La biografía de María Antonia de Paz y Figueroa describe una personalidad admirable por su valentía y, claro está, por su fe. Un espíritu indomable en pleno siglo XVIII, cuando el destino de la mujer era el matrimonio o el claustro. Y además imbuida del carisma de San Ignacio de Loyola, justo cuando los jesuitas habían sido desterrados de España y de sus colonias. Pero que Mama Antula marchara a contramano de las tradiciones, enfrentada a influyentes personajes de la época, no implica que lo hiciera en la dirección incorrecta. Como laica consagrada que era desplegó una labor evangélica inusual, desde el campo a la ciudad. Y también aparece el costado literario que representa su abundante correspondencia. Hay una dimensión histórica en esa figura que trasciende al cristianismo.

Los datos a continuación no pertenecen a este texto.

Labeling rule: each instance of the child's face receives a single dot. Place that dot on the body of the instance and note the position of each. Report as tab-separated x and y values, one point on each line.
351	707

Claro que está la otra arista, la espiritual. El perfil pastoral de Mama Antula sintoniza con la “Iglesia de los pobres” que Jorge Bergoglio promueve desde que heredó el trono de San Pedro. No es casual que este Papa la haya canonizado, así como había hecho santo al Cura Brochero en 2016. La raigambre de Mama Antula es profundísima y eso se comprueba en su patria chica, de la que se marchó caminando hasta terminar en Buenos Aires. Decían que andaba descalza, por Santiago del Estero, por Tucumán y por las porteñas calles del Virreinato. Símbolo de humildad, de convicción peregrina, de predicar con el ejemplo. Pequeños grandes detalles que la empujan al corazón de un pueblo que por estos días la celebra.
Se trata también de una cuestión de identidad. Desde su nombre -María Antonia en quechua- Mama Antula marca el territorio. Sin perder el carácter universal de su santidad, conserva esa condición de mujer de pueblo que la hace más entrañable aún. De ahí que se la sienta tan cercana en el monte santiagueño donde nació, en los caseríos que se reparten kilómetros a la redonda de Villa Silipica, en la capital de su provincia natal o en el resto del norte argentino. Es una santa que aglutina, que convoca, a la que se adivina marchando por las antiguas huellas de tierra, tan sencilla como los vecinos que hoy convidan un mate al paso.
Dicen que Mama Antula es milagrera. Si El Vaticano la hizo santa es porque sus especialistas lo confirman. Pero a medio mundo de distancia de Roma, los fieles de a pie no necesitaban de la liturgia papal para convencerse. Son incontables las historias que dan cuenta en el NOA de la capacidad de Mama Antula para hacer de las suyas. Para estas manifestaciones tampoco hay explicaciones. Es la fe en su máxima potencia.
Para la cristiandad, Mama Antula representa una pieza de orfebrería reluciente en el entramado de la santidad. Los no creyentes pueden encontrar otros puntos de vista para abordar el fenómeno. Porque da la sensación de que el camino de Mama Antula, lejos de concluir, está tomando nuevos y llamativos rumbos.